Название | Groundwork |
---|---|
Автор произведения | Rustum Kozain |
Жанр | Зарубежные стихи |
Серия | |
Издательство | Зарубежные стихи |
Год выпуска | 0 |
isbn | 9780795704314 |
Rustum Kozain
Groundwork
Kwela Books/Snailpress
for Hetta
Crouching
deep in our jagged-dagger dreaming,
we find a thick-cloaked skeleton
of the sunrises that were never to be,
whose impatient roar
we must now explain.
– Khulile Nxumalo, ‘The Great Discount’
Regret
I am regret, that slow vulture
that comes too late,
that skirts the congregation,
the carcass well past use,
a wrong choice long forgotten
that passes now
as abstract of history,
malleable to anyone’s interest, or mine,
picked at, turned over and over,
until its shrivelled tendons –
dry as bone –
turn white, then fine as ash
soon taken by the wind.
That regret, the slow vulture
that came too late,
that must itself die
but lives as shadow,
a shade that flaps
inside the head’s chambers
where I leave the unsaid unsaid,
conjuring instead
the absent word
into that old, old flinch.
I am that regret.
This is the sea
After a photograph by Victor Dlamini
There is that sea, deep sometimes
as the heart at dusk,
the shine on its face soon to fade.
There is that caravel drifting in
and all it brings: a load of good
and the bad unreckoned by the quartermaster.

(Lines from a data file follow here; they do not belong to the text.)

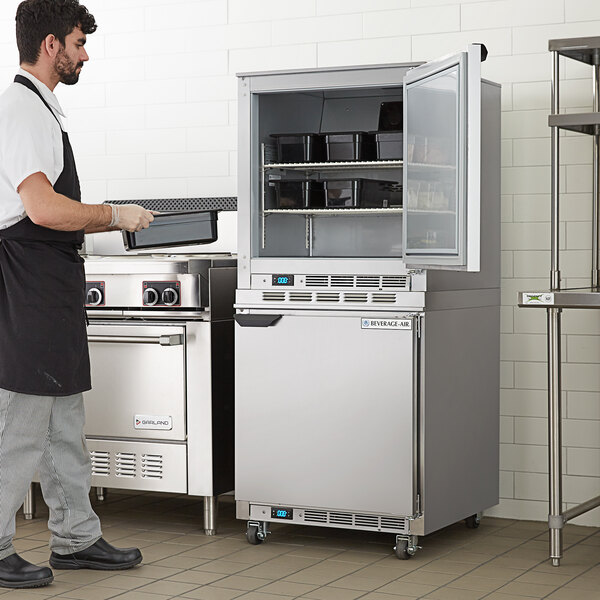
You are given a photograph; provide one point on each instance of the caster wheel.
(472, 522)
(401, 550)
(253, 537)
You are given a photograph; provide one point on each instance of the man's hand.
(132, 217)
(47, 208)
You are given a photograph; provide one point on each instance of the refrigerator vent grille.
(300, 296)
(342, 281)
(315, 516)
(366, 521)
(125, 464)
(355, 297)
(359, 281)
(384, 298)
(274, 296)
(368, 281)
(317, 281)
(394, 281)
(390, 523)
(328, 297)
(100, 462)
(353, 520)
(340, 518)
(152, 466)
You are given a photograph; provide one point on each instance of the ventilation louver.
(274, 296)
(317, 281)
(125, 464)
(152, 466)
(100, 462)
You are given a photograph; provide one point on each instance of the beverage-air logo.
(385, 323)
(152, 422)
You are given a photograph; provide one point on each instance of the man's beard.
(66, 68)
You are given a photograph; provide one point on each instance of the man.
(44, 363)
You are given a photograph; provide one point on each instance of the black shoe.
(16, 572)
(101, 556)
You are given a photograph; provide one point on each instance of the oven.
(159, 416)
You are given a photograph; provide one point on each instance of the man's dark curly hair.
(37, 19)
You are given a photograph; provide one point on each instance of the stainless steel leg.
(210, 515)
(29, 504)
(555, 520)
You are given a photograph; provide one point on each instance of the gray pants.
(45, 433)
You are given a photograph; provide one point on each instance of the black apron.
(43, 338)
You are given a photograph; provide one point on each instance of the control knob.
(94, 297)
(150, 297)
(170, 297)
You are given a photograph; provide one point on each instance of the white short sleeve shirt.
(30, 142)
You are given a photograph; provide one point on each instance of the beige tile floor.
(502, 560)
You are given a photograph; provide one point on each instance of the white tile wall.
(155, 115)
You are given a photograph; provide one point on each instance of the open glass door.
(442, 130)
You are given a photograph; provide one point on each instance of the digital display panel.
(278, 512)
(282, 280)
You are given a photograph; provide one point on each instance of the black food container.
(366, 193)
(357, 145)
(388, 145)
(299, 193)
(381, 194)
(175, 229)
(300, 147)
(391, 116)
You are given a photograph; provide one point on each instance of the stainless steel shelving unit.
(554, 300)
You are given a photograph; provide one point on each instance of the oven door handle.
(163, 340)
(256, 320)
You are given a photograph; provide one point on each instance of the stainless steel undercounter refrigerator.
(367, 306)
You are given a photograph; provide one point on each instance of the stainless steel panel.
(158, 467)
(131, 379)
(151, 264)
(126, 290)
(199, 409)
(460, 390)
(330, 428)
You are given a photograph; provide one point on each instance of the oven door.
(138, 381)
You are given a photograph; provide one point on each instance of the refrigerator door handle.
(256, 320)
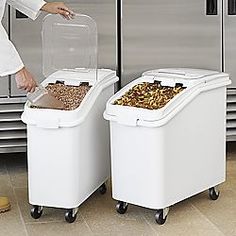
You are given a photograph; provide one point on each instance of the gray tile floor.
(97, 216)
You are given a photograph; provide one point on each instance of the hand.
(25, 80)
(58, 8)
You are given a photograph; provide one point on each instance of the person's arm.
(32, 8)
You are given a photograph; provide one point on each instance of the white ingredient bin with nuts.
(68, 150)
(167, 132)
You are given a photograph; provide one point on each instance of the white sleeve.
(10, 61)
(31, 8)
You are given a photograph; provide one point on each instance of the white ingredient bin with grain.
(160, 157)
(68, 150)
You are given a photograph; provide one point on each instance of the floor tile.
(101, 216)
(58, 229)
(17, 169)
(49, 214)
(221, 212)
(11, 223)
(183, 220)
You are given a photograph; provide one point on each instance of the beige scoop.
(41, 97)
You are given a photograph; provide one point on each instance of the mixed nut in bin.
(71, 96)
(149, 95)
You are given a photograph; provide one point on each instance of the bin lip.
(136, 116)
(51, 118)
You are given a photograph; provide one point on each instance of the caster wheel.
(161, 216)
(121, 207)
(70, 216)
(213, 193)
(103, 189)
(36, 212)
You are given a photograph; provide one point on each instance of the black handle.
(231, 7)
(211, 7)
(20, 15)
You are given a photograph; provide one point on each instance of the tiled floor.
(97, 216)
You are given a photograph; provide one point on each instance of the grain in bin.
(68, 149)
(167, 132)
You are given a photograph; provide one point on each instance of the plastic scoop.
(41, 97)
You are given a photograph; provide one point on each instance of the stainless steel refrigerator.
(183, 33)
(230, 64)
(160, 33)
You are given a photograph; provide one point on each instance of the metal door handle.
(231, 7)
(211, 7)
(20, 15)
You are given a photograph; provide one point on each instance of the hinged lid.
(69, 45)
(184, 73)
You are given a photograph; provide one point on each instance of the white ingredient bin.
(68, 151)
(161, 157)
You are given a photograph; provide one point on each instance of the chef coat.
(10, 61)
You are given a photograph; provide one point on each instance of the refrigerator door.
(160, 34)
(229, 63)
(104, 14)
(4, 81)
(26, 35)
(230, 39)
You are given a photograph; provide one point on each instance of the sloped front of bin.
(160, 157)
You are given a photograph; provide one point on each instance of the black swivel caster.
(161, 216)
(70, 215)
(121, 207)
(103, 189)
(213, 193)
(36, 212)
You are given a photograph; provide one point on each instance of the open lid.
(69, 45)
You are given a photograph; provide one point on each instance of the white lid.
(184, 73)
(69, 45)
(195, 81)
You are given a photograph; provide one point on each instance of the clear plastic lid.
(69, 45)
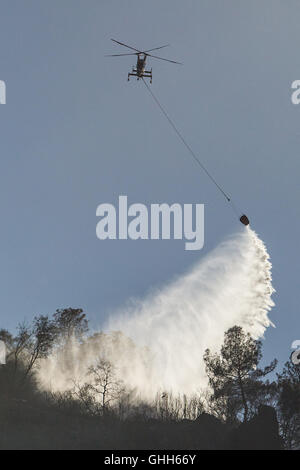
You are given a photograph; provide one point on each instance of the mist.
(157, 343)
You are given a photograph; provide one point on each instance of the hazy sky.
(75, 133)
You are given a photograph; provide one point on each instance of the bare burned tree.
(105, 384)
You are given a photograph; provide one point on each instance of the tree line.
(238, 387)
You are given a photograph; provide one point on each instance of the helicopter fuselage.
(140, 70)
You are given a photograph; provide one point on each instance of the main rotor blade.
(120, 55)
(167, 60)
(125, 45)
(156, 48)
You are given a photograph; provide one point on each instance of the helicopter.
(140, 70)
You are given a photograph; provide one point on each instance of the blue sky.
(75, 134)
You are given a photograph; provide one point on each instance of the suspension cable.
(228, 198)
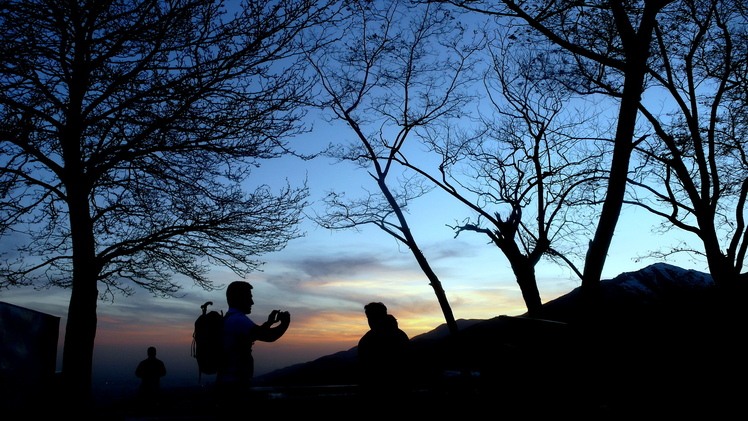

The homing birds that come or go.
The sun that’s set,
now only a shade smudged by fog.
From empty rooms, frosting windows,
no one saw
its dying spectacle.
There is something of this sea –
its cold and darkening deep –
in the human heart, in me,
that lies unfathomed,
beyond all sounding,
that does not know its own dark treachery.
Storytelling
Speech is irreversible: a word cannot be retracted,
except precisely by saying that one retracts it.
– Roland Barthes, ‘Writers, Intellectuals, Teachers’
In indecision we drive a block,
then stop at the end of my cul-de-sac
to look at passing cars, graffito tags
on vibracrete, and curious neighbours.
The sun draws water, a seagull
flies its sorties looking to scavenge,
a skittish lemoenduif
launches in fright from a garden wall.
We try again with logic to loosen
a knot, our complication: you
will stay with your lover;
I will return to waiting
for that empty click of the snug fit
and the faculty of abstract nouns –
love, death, God. And time
that will not freeze. I speak as if
I can speak, presume, and speak for you.
You flash with anger. Like a child
I wish I could reel back time,
turn it all back by the one click
needed to return words to inchoate limbo;
to watch again curious neighbours;
to watch again a skittish dove
launch in fright from its garden wall;
to look again at you in sunlight;
or regard our complication, this complication
we call our bodies that we’ve flung
into the same orbit, one, two, several times.
Nothing can be more complicated
than this. Or more simple. Nothing
is more simple than the spangle
of two bodies hanging in orbit, in sunlight.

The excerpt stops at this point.